On dirait l’intérieur d’un œil, dit en regardant le tableau la gentille voisine qui depuis des années vient arroser les plantes quand la locataire du dessus s’échappe, ou quand elle échappe aux commentaires, un peu plus longtemps que d’habitude. Beaucoup de plantes, dans l’appartement. Des messagères silencieuses. Avant de partir, elle a confié à la voisine d’où venaient les géraniums qui rougeoient sans engrais au début de l’été : il y a plus de vingt ans, j’allais encore avec ma mère sur la tombe de la sienne qui avait une sœur jumelle. Dans la ville champenoise, on arrivait avec les fleurs en double.

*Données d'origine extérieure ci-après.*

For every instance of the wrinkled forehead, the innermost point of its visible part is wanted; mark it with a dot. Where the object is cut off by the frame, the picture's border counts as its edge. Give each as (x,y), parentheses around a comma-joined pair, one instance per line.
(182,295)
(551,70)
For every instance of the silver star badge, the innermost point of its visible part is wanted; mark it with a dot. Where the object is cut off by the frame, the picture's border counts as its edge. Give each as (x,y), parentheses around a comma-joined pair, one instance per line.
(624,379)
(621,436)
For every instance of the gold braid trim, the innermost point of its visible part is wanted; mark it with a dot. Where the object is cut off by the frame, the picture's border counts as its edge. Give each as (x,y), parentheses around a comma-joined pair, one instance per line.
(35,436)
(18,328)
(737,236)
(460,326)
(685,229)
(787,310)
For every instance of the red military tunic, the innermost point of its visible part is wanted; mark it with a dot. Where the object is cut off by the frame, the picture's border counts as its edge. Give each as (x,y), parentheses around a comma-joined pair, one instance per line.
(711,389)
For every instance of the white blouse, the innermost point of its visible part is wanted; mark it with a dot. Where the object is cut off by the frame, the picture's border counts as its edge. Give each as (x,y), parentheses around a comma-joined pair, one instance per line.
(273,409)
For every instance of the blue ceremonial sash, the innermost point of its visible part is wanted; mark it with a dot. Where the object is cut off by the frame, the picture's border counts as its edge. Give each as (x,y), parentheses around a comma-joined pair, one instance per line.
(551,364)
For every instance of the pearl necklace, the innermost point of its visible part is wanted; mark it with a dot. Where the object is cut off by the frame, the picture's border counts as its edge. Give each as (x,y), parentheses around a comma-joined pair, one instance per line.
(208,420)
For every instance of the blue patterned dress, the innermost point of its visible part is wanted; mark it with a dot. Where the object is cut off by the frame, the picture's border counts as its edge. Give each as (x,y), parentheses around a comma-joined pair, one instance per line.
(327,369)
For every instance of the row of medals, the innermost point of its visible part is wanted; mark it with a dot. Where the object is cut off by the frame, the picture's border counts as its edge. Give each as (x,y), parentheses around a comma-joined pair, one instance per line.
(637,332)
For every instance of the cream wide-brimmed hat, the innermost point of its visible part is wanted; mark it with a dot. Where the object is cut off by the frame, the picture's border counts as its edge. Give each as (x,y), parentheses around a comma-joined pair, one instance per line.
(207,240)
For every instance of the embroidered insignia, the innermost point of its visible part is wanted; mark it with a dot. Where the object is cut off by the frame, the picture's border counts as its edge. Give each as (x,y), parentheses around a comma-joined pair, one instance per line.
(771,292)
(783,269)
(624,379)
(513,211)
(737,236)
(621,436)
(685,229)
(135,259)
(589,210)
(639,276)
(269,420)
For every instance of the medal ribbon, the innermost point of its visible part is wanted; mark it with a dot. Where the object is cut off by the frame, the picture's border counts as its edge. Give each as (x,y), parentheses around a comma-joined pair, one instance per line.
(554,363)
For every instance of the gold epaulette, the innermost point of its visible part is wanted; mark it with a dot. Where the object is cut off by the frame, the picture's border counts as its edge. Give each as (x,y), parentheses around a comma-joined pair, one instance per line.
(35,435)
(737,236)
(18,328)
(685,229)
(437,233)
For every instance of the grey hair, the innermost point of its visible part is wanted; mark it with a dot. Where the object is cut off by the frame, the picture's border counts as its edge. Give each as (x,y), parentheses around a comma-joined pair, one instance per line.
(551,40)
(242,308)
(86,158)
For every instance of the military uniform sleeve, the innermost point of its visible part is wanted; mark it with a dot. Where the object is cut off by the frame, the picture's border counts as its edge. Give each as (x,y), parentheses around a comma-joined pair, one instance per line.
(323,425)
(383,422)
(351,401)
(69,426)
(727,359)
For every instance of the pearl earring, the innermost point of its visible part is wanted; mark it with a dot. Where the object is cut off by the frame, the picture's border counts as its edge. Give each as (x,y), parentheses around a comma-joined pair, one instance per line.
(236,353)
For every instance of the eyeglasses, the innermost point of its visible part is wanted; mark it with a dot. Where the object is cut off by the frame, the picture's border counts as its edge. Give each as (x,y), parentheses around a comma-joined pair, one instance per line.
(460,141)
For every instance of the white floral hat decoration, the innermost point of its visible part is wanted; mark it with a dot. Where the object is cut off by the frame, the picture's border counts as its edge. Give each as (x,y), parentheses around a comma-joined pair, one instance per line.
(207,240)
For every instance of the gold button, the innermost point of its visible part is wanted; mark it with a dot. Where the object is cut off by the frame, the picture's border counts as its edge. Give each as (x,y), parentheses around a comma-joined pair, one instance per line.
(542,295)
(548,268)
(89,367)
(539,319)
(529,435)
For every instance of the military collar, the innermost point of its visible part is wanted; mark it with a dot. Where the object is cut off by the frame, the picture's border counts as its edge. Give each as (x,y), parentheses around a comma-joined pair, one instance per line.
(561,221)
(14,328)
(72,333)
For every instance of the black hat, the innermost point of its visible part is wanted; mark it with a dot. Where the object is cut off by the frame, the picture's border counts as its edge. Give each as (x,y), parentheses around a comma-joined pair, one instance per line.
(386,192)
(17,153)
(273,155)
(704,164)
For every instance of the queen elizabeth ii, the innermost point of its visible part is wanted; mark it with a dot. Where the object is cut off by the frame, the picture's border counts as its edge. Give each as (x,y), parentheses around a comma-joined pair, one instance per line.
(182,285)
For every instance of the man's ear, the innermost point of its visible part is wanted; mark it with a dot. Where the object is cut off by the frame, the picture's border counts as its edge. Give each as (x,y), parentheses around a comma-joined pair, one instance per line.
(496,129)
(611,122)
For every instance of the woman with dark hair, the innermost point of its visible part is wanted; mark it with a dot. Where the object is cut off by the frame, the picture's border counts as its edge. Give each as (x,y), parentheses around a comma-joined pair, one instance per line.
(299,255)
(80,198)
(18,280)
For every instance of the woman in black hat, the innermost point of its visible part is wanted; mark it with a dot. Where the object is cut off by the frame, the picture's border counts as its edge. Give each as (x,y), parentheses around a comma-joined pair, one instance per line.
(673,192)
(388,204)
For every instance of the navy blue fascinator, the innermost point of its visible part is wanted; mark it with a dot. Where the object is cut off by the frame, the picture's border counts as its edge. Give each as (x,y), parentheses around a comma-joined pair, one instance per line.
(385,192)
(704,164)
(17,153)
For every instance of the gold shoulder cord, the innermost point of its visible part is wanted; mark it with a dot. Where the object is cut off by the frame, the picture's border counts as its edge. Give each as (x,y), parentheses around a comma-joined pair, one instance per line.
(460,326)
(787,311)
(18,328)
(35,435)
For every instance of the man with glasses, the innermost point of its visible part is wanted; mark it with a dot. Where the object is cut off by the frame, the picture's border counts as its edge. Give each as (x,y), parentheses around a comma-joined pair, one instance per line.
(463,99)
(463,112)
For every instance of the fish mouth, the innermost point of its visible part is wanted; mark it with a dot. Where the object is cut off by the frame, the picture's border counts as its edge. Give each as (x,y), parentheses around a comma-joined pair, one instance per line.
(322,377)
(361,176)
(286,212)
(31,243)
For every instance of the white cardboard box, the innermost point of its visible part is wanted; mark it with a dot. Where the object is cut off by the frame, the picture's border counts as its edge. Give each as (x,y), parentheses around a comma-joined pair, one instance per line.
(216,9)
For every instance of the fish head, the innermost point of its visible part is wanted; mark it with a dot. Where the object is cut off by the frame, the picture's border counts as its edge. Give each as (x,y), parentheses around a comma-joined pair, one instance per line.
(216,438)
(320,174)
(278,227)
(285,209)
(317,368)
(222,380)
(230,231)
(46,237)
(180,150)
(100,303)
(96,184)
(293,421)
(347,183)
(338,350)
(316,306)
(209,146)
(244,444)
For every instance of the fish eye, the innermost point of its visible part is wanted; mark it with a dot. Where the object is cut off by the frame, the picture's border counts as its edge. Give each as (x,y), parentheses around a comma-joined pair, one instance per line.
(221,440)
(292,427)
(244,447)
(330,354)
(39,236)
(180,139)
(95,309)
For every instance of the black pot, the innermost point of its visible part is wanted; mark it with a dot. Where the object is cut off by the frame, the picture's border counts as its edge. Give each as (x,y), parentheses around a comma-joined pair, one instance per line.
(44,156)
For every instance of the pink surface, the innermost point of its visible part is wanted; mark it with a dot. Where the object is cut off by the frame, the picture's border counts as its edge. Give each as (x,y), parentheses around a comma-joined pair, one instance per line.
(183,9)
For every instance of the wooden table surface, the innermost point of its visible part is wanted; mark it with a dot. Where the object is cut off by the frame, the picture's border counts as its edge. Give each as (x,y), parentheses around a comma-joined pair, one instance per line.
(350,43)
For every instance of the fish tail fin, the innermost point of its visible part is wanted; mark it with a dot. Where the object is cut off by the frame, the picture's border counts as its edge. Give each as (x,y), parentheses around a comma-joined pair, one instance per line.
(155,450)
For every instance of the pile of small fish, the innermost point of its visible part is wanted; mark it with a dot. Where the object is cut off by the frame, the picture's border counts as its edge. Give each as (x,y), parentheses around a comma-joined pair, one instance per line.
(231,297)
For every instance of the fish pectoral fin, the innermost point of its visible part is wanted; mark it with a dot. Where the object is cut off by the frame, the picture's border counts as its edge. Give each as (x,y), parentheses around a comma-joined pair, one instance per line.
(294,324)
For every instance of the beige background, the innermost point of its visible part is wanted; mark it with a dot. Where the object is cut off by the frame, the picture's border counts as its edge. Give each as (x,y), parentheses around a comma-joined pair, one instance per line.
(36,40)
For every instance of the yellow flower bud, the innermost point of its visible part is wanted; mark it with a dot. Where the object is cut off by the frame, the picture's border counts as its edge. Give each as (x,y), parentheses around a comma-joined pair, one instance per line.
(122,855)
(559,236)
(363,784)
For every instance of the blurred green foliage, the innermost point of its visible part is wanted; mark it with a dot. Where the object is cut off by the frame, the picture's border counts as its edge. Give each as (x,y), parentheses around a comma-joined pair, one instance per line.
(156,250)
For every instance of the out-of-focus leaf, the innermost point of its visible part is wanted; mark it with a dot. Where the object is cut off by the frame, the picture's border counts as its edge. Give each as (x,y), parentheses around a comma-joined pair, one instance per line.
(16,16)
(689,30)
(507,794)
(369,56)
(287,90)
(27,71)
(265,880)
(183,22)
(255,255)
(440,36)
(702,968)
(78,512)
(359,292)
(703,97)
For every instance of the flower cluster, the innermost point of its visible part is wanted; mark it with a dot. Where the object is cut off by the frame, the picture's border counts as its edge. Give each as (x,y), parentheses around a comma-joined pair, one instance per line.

Ce d’autant plus que les sœurs avaient épousé des frères. Quatre corps, une tombe. Ce jour-là, il a fallu remplacer les géraniums de la tombe par des chrysanthèmes, c’était le cycle, c’est ce que voulait ma mère. Mais les géraniums étaient vigoureux comme un appel. Pourquoi les tuer en les jetant, eux qui avaient tenu pendant des mois ? Alors, je les ai déterrés et rapportés en banlieue, à deux cents kilomètres du cimetière. Je les ai replantés, dans des pots, à l’intérieur. Depuis plus de vingt ans, ils grandissent, tendent leurs mains vertes, offrent leurs étoiles rouges à ceux qui les regardent. La voisine dit que c’est à peine croyable, cette histoire. Pourtant, comme elle les retrouve chaque fois que la locataire part, la gentille voisine se dit qu’il y a bien quelque chose d’un peu incompréhensible là-dedans. Au fond, c’est simple : il suffit d’arroser mais pas trop. D’ailleurs le père de la locataire provisoirement absente disait toujours : pour qu’une plante donne des fleurs, il faut qu’elle souffre. On peut y aller : le géranium est solide et généreux.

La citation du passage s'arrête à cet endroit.